I suspect that ever-helpful Bill Gates and the happy boys and girls at Microsoft have defined a whole raft of extended colour constants - I recall reading a huge list of these in the documentation for Merchant Server 1.0 (yes, I know that dates me), including such gems as “spicy pink” and “old gold”. Basically (or Visual Basically - ha! I’m so funny!) there’s a massive list of constant definitions that bind these things to standard colour codes in #RRGGBB hex format. Though, looking at the colour of your rhubarb and custard, I wonder if some of these bindings have slipped a bit. (I can think of one reason why custard would be that colour, but it’s a bit 1970’s-cartoons-ish…)

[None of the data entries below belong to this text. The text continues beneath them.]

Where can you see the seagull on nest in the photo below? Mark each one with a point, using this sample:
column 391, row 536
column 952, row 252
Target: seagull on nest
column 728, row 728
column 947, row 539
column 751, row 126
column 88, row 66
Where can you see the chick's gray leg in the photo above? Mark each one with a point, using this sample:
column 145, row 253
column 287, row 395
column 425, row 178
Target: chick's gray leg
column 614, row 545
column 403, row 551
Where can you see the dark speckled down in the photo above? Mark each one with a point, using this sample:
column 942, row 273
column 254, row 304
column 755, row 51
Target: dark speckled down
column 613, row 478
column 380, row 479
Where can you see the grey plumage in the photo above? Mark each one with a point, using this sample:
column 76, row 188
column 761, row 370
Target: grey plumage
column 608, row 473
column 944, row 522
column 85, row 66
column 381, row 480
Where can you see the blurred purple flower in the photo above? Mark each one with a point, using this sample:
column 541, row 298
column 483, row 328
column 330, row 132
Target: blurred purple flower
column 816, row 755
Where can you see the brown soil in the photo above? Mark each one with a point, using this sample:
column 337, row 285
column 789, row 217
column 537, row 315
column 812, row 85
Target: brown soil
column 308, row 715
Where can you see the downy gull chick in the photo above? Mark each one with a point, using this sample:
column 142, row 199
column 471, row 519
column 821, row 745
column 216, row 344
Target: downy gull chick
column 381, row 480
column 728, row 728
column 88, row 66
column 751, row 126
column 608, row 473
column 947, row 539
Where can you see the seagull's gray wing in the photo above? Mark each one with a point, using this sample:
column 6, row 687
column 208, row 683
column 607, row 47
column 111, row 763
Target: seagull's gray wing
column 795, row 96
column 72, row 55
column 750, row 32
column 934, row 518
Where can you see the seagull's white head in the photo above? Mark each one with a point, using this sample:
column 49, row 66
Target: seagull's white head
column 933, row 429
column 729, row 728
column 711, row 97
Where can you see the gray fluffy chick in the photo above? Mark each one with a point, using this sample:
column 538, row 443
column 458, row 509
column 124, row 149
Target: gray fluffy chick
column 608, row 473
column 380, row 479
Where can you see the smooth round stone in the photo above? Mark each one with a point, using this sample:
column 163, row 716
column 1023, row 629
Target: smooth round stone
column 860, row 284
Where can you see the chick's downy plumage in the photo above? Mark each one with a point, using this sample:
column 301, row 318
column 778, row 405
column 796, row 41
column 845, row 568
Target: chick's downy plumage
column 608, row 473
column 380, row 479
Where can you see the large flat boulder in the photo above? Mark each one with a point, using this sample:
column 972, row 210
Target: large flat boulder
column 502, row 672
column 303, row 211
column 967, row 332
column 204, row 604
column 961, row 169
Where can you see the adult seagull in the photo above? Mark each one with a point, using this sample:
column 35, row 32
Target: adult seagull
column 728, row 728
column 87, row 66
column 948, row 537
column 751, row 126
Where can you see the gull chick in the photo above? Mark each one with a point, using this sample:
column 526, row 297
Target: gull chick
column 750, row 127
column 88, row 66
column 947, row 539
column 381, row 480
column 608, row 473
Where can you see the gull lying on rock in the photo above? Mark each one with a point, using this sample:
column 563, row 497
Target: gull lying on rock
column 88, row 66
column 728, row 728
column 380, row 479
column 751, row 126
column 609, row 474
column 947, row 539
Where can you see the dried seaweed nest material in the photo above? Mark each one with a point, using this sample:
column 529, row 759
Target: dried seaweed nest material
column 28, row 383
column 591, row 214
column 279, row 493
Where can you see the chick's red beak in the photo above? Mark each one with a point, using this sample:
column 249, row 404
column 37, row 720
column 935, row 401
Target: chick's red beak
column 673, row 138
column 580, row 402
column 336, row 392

Internet Explorer takes non-valid color names (I believe there are 140 officially defined color names, though I’ve seen references to 216), and converts them to Hex Values. But it takes anything that is not between A-F or 0-9 and turns them into a 0.
For example:
FISHCAKE = RGB VALUE #F000CA00
As long as it has four letters, you’ll get a color other than black.

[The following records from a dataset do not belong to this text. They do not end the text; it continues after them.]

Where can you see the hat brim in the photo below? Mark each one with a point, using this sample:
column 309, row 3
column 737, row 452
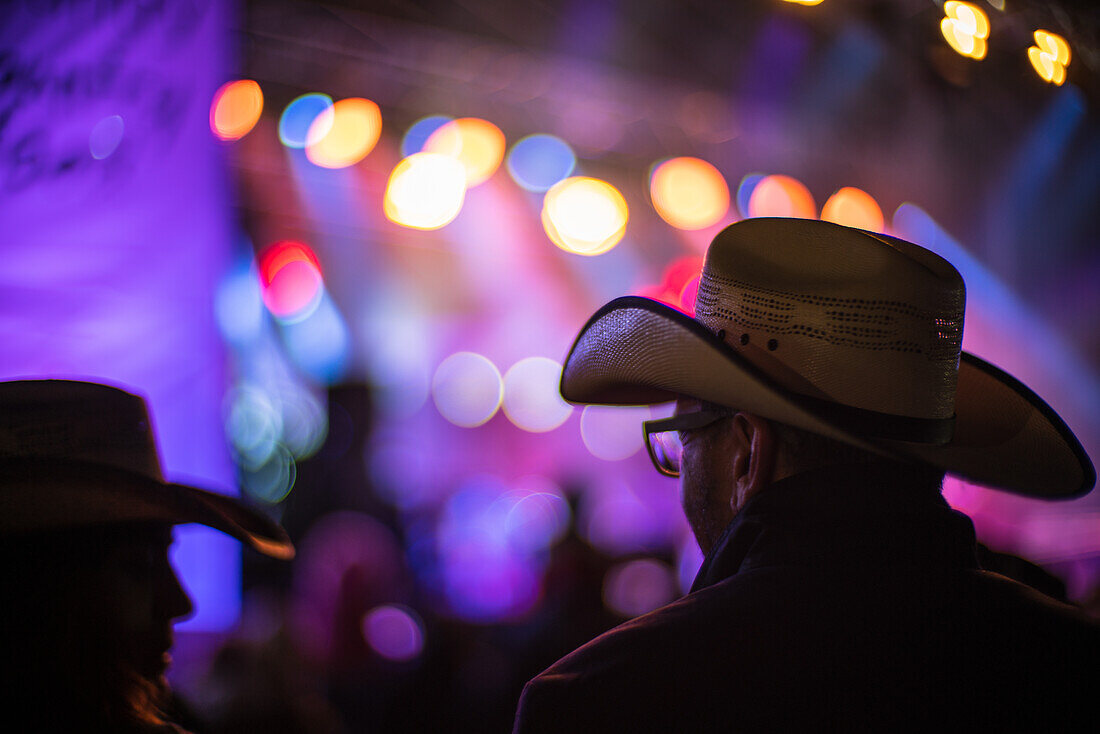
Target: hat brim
column 639, row 351
column 42, row 495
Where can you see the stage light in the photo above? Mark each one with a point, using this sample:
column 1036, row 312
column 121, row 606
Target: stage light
column 297, row 120
column 538, row 162
column 420, row 131
column 477, row 144
column 235, row 109
column 106, row 137
column 966, row 28
column 353, row 124
column 466, row 389
column 531, row 400
column 613, row 433
column 781, row 196
column 1049, row 56
column 290, row 281
column 584, row 216
column 426, row 190
column 689, row 193
column 394, row 632
column 854, row 207
column 638, row 587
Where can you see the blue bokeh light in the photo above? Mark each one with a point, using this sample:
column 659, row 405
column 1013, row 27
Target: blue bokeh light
column 745, row 192
column 419, row 132
column 106, row 137
column 538, row 162
column 298, row 116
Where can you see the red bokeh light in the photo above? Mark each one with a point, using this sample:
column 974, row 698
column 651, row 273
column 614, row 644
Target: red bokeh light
column 290, row 280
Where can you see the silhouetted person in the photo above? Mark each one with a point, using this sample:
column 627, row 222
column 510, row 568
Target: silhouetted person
column 85, row 527
column 821, row 396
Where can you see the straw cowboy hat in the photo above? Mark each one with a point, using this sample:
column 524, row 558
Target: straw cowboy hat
column 844, row 332
column 80, row 453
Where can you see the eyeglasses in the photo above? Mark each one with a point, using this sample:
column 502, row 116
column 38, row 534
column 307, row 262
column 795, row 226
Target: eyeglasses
column 663, row 437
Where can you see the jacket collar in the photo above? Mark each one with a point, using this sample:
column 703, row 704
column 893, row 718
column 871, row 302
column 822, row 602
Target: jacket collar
column 865, row 516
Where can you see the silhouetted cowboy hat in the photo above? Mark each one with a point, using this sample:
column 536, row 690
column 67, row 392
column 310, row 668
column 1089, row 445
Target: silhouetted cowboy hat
column 843, row 332
column 80, row 453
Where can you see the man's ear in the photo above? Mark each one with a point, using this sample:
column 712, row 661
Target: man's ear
column 755, row 457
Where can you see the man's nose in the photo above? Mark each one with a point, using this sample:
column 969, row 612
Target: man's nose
column 174, row 598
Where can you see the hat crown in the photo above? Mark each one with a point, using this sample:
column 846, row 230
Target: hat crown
column 838, row 314
column 70, row 420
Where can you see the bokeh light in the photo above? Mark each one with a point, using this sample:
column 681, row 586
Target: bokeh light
column 689, row 193
column 466, row 389
column 239, row 307
column 420, row 131
column 538, row 162
column 353, row 126
column 781, row 196
column 537, row 514
column 106, row 137
column 584, row 216
column 395, row 632
column 296, row 123
column 638, row 587
column 272, row 481
column 613, row 433
column 425, row 190
column 253, row 425
column 290, row 280
column 531, row 400
column 745, row 190
column 966, row 28
column 854, row 207
column 486, row 577
column 235, row 109
column 318, row 342
column 1049, row 56
column 477, row 144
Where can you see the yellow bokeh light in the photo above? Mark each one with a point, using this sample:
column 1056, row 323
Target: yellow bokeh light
column 584, row 216
column 1049, row 56
column 477, row 144
column 353, row 126
column 966, row 28
column 782, row 196
column 426, row 190
column 689, row 193
column 235, row 109
column 854, row 207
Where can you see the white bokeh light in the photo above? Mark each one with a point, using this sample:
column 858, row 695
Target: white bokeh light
column 466, row 389
column 531, row 400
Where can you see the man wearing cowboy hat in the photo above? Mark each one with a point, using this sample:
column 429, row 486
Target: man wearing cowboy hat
column 821, row 395
column 85, row 527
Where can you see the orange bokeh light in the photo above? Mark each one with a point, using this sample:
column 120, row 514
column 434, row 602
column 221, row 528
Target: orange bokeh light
column 584, row 216
column 854, row 207
column 353, row 124
column 782, row 196
column 965, row 28
column 689, row 193
column 477, row 144
column 1049, row 56
column 235, row 109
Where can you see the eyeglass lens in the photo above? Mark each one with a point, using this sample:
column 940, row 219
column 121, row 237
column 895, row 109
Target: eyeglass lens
column 667, row 449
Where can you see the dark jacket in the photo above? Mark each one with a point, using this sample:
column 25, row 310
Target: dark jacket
column 844, row 600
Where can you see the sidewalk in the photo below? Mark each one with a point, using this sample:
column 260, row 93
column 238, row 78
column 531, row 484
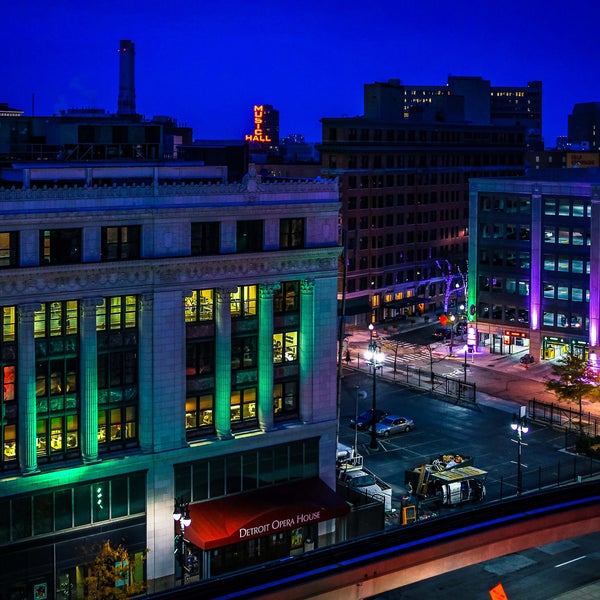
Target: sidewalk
column 502, row 381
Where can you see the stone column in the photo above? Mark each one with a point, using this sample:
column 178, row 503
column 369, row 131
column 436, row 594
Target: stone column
column 223, row 362
column 306, row 350
column 26, row 389
column 265, row 356
column 88, row 361
column 146, row 372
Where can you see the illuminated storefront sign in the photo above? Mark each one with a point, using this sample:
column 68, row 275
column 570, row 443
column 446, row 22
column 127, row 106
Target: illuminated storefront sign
column 277, row 524
column 258, row 135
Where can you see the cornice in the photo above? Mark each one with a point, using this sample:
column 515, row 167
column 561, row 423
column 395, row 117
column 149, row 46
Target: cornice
column 90, row 279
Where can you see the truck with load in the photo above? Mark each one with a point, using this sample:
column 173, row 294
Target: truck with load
column 449, row 479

For instance, FISHZZZZ will get you the same value as FISH (it happens to be the same RGB value as FISHCAKE), but FIS will be black.
You can use this site to convert HEX values to RGB values if you want to try it out.
Try this site, it’s done by a former cow-orker of mine. He sells his posters and mousepads as aids to web designers and he’s got some free utilities available also, my favorite would be the color lab.
He also developed his own completely consistent nomenclature system where each color has a TLA; for example Dark Hard Magenta, DHM, is CC00CC.